Originally Posted by *New_Natural_Mom* 
Thanks for the replies, the Diplomat will work for us. It's not a waste of money when it is the safest seat you can afford at the time.









It's a very expensive seat for the amount of time it lasts. Really, you can get a Marathon, True Fit, or Evenflo Triumph Advance for the same price or less, and they will last you MUCH longer.


----------



## New_Natural_Mom (Dec 21, 2007)

Quote:


Originally Posted by *an_aurora* 
It's a very expensive seat for the amount of time it lasts. Really, you can get a Marathon, True Fit, or Evenflo Triumph Advance for the same price or less, and they will last you MUCH longer.

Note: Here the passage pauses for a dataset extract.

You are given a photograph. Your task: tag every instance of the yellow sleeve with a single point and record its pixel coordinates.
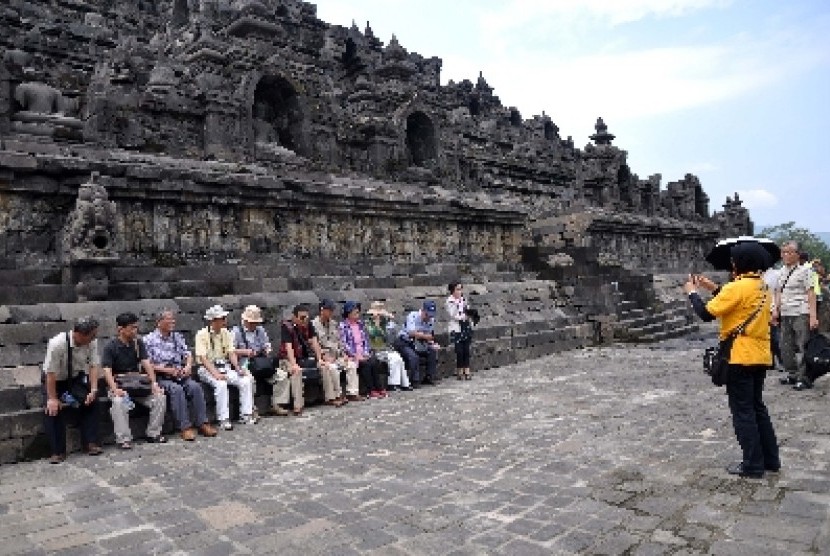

I really wanted the Boulevard because of the side impact wings and the Diplomat is closest to what I was looking for. We are comfortable with it. We know eventually we will need to get a booster or something. But this is right for us right now. We need to have 2 seats (1 for each car) because of daycare. I can't afford 2 of the seats we really wanted and the Diplomat, in my opinion, is the next best thing. It has the features I wanted....and doesn't have the highest weight limits, but, it will work for now.


----------



## alegna (Jan 14, 2003)

Quote:


Originally Posted by *New_Natural_Mom* 
I really wanted the Boulevard because of the side impact wings and the Diplomat is closest to what I was looking for. We are comfortable with it. We know eventually we will need to get a booster or something. But this is right for us right now. We need to have 2 seats (1 for each car) because of daycare. I can't afford 2 of the seats we really wanted and the Diplomat, in my opinion, is the next best thing. It has the features I wanted....and doesn't have the highest weight limits, but, it will work for now.

You will need a much more substantial (and expensive) seat than a booster. In all likelihood you will need another convertible seat to keep your child as safe as possible.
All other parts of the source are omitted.